In Balkenende II, niet na vier jaar, maar al aangetreden in 2003, ging eerst staatssecretaris Nijs naar huis. Zij had haar baas (van der Hoeven) uitgemaakt voor van alles wat mooi en lelijk was en dat was klaarblijkelijk niet bevorderlijk voor de sfeer. Dag, dag. Zwaai, zwaai. Gelijk daarna werd het weer tijd voor het lozen van dat andere blok aan het been. Dit keer lag namelijk niet de LPF te stangen, maar zat D66 een beetje het zwarte schaap te spelen in het circus van het CDA en de VVD. Acrobaat J-P werd doodmoe van die vijfde, zesde en zevende wielen aan zijn wagen. Jurist de Graaf ging als eerste. Geen gekozen burgemeester, geen referendum, geen de Graaf. Simpel is dat en gelijk had die. In 2005 trok de D66-fractie de stekker eruit. Verdonk was het "keyword". Pechtold, Brinkhorst en van der Laan stapten op en klap daar ging het kabinet al weer languit. Balkenende besloot de reservewielen maar eens thuis te laten en met de belofte van vervroegde verkiezingen koos men de woelige wateren met Balkenende III. Hij had de grootvader van het CDA Ruud Lubbers in drie jaar geevenaard. Wie deed hem dat na?

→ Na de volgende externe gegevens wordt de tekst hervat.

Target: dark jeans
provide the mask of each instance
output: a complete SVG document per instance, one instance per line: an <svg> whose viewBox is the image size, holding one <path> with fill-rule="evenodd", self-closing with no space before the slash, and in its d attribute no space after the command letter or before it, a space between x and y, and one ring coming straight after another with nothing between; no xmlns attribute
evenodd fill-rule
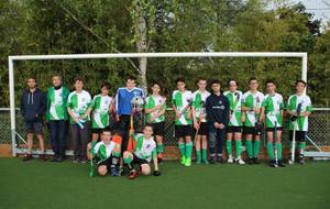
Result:
<svg viewBox="0 0 330 209"><path fill-rule="evenodd" d="M128 114L120 116L120 127L122 129L123 135L122 135L122 144L121 144L121 153L123 153L128 148L128 142L130 138L130 119L131 117ZM133 117L133 127L134 131L136 131L139 124L139 118L136 116Z"/></svg>
<svg viewBox="0 0 330 209"><path fill-rule="evenodd" d="M67 121L65 120L53 120L48 122L51 143L54 155L56 157L65 156L65 142L67 135Z"/></svg>
<svg viewBox="0 0 330 209"><path fill-rule="evenodd" d="M85 122L84 129L78 124L70 124L70 131L75 158L87 160L87 144L90 141L90 122Z"/></svg>
<svg viewBox="0 0 330 209"><path fill-rule="evenodd" d="M216 129L213 124L209 124L209 147L210 156L216 156L216 144L218 155L222 154L222 143L226 138L226 129Z"/></svg>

Balkenende III sukkelde rustig verder. Sterker nog, voor het eerst in zijn politieke leven als minister-president leek Balkenende goed nieuws te kunnen brengen. Er werd gejubeld met Prinsjesdag. Maar in het zicht van de haven struikelen oproerkraaiers Donner en Dekker alsnog. Drie jaar lang hadden ze herrie over anti-terreur wetgeving en huurliberalisatie en dan moeten ze alsnog overboord. Schrijnend. Zeker daar Verdonk helemaal buiten beeld is gebleven. Formeel was de brandveiligheid niet haar verantwoordelijkheid, maar bij een dergelijke ramp kun je je sowieso afvragen wat politieke verantwoordelijkheid nog voor een betekenis heeft.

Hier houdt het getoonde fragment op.